Complete the runtime you already have#
The connected-runtime reference bridge is a starter adapter for teams that want to keep a trusted external agent runtime while adding LumenFlow governance. It is not a second dashboard, a bridge-only ledger, or a public compute marketplace.
The bridge proves the trusted-compute path:
- external runtimes identify themselves as canonical connected activity
- governed tool calls still pass through LumenFlow Rules, budgets, and approval gates
- external-runtime proof lands in the same Evidence and Replay surfaces as first-party Sidekick work
What the starter does#
The starter client in src/lib/bridges/connected-runtime-reference.ts and
the CLI wrapper in tools/connected-runtime-reference-bridge.ts reuse the
same v1 routes as other governed runtime activity:
| Action | Route | Why it matters |
|---|---|---|
| Register | POST /api/v1/sessions | Establishes stable bridge session identity |
| Dispatch | POST /api/v1/sidekick/tools/[toolName] | Sends tool requests through canonical policy, approval, and budget checks |
| Evidence | POST /api/v1/evidence | Stores bridge-attributed receipts in the Evidence Vault |
Evidence receipts submitted through the starter are stamped with:
payload.bridge_identity— bridge kind, runtime name/version, external session, capability manifest, and acting principal when providedpayload.bridge_session— LumenFlow session and agent identifierspayload.governance_context— approval mode, budget scope, workspace role, authority mode, or observed revision when provided
Environment#
export LUMENFLOW_BASE_URL="https://lumenflow.cloud"
export LUMENFLOW_API_KEY="lf_..."
export LUMENFLOW_BRIDGE_SESSION_ID="external-runtime-session-1"
Optional metadata keeps the connected runtime attributable without creating a separate bridge product:
export LUMENFLOW_BRIDGE_AGENT_ID="connected-runtime-reference-bridge"
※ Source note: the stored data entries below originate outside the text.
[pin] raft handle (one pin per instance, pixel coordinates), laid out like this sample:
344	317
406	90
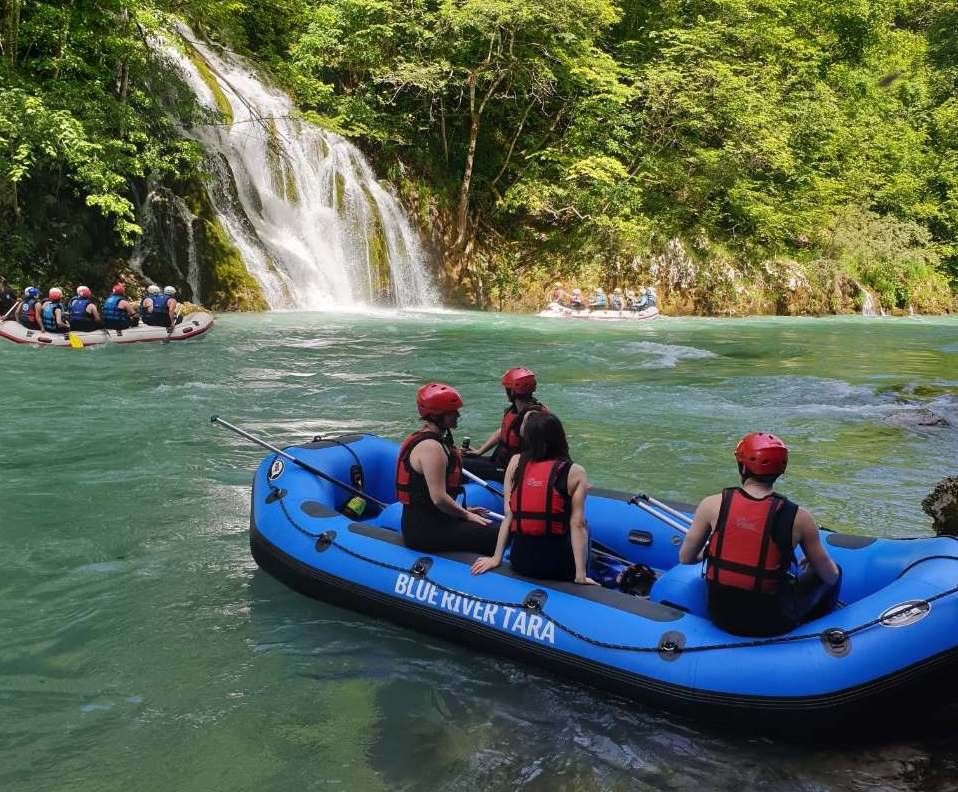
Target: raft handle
421	567
325	540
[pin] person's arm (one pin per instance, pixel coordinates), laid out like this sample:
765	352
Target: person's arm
815	552
432	460
578	488
14	312
705	515
485	563
490	442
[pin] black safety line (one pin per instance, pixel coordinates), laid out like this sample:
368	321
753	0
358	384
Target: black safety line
832	635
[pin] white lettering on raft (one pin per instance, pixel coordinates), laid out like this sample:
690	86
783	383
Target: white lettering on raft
514	620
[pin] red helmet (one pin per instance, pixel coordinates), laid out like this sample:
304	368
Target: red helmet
437	399
762	454
522	382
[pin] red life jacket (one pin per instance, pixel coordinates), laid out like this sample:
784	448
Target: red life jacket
411	485
510	441
751	546
538	507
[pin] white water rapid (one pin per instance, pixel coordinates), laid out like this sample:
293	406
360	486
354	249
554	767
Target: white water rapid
312	223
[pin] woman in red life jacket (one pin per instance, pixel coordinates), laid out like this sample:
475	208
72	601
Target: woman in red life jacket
519	384
428	480
746	536
544	508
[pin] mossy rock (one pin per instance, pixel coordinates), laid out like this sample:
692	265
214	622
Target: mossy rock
227	283
222	103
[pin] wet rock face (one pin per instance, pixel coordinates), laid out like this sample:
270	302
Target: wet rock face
942	506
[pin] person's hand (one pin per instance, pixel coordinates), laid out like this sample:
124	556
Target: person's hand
484	564
474	514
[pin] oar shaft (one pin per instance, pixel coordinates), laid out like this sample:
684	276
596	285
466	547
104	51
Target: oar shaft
658	515
665	507
481	482
305	465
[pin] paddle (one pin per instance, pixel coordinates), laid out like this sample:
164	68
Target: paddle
664	507
215	419
641	502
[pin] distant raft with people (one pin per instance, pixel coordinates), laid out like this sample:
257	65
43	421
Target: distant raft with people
886	657
191	326
557	311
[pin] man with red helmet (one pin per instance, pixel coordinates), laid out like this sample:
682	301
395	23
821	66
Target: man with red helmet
747	536
519	384
118	312
52	317
428	474
82	313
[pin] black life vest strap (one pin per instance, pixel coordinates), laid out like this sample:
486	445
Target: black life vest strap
780	511
423	435
547	516
775	505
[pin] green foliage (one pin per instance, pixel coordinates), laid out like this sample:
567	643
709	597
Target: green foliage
80	128
787	145
608	133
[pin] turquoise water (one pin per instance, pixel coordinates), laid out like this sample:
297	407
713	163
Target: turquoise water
141	648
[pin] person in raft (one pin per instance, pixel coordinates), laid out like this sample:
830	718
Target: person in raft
746	536
428	475
118	312
158	309
519	384
544	508
51	313
82	313
28	311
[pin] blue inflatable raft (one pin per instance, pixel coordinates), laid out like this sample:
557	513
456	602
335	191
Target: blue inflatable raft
888	652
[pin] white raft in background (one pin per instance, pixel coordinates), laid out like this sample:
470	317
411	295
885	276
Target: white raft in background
193	325
556	311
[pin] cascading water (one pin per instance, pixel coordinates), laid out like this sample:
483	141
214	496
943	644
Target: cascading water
168	238
314	226
868	303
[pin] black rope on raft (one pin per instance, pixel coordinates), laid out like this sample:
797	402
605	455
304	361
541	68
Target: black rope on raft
834	636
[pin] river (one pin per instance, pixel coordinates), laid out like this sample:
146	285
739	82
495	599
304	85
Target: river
142	649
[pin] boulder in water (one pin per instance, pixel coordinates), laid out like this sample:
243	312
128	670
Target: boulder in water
941	504
917	418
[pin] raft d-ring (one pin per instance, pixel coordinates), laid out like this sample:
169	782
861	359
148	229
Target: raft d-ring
421	566
836	642
325	540
275	494
535	600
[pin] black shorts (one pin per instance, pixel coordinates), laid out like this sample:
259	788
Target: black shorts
429	530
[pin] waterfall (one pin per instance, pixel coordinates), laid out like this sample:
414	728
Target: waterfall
167	239
868	303
313	224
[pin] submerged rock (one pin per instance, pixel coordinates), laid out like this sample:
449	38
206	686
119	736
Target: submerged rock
917	417
941	504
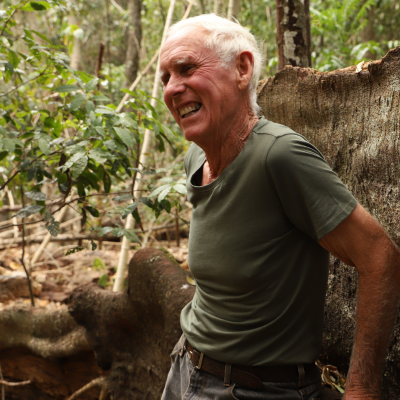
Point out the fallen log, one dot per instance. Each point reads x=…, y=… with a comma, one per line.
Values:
x=353, y=118
x=129, y=335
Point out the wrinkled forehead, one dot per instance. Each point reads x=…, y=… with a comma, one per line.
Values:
x=192, y=33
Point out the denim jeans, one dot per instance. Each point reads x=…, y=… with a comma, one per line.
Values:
x=185, y=382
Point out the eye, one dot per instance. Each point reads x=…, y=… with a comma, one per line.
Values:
x=165, y=79
x=188, y=68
export LUMENFLOW_BRIDGE_RUNTIME_NAME="Partner Agent Runtime"
export LUMENFLOW_BRIDGE_RUNTIME_VERSION="2026.05.1"
export LUMENFLOW_BRIDGE_EXTERNAL_SESSION_ID="external-run-42"
export LUMENFLOW_BRIDGE_CAPABILITY_MANIFEST_JSON='{"execution_mode":"local_dev","trust_zone":"developer_machine","capabilities":["git","tests","shell:approval_required"]}'
export LUMENFLOW_BRIDGE_APPROVAL_MODE="review_required"
export LUMENFLOW_BRIDGE_BUDGET_SCOPE="workspace-default"
For larger manifests, set LUMENFLOW_BRIDGE_CAPABILITY_MANIFEST_PATH
to a JSON file. The manifest is stamped into bridge_identity so
session, heartbeat, and evidence records can distinguish developer
machines, CI runners, partner runtimes, and other trusted compute
surfaces.
Starter commands#
pnpm tsx tools/connected-runtime-reference-bridge.ts register
pnpm tsx tools/connected-runtime-reference-bridge.ts dispatch task:list '{"status":"pending"}'
pnpm tsx tools/connected-runtime-reference-bridge.ts evidence '{"receiptType":"bridge.proof","eventTs":"2026-05-04T12:00:00.000Z","payload":{"summary":"External runtime produced a governed plan."}}'
The evidence command also accepts an array of receipts or an object
with a receipts array. The CLI prints the accepted count returned by
the canonical Evidence route.
Product language#
Externally, describe this as a connected runtime or Connection that adds governance and Proof to an external agent. Internally, the implementation remains a reference bridge. Avoid introducing new product names or claiming LumenFlow runs arbitrary untrusted machines.
Use the simple framing:
Keep the agent runtime you prefer. Add LumenFlow when you need governance, approvals, and proof.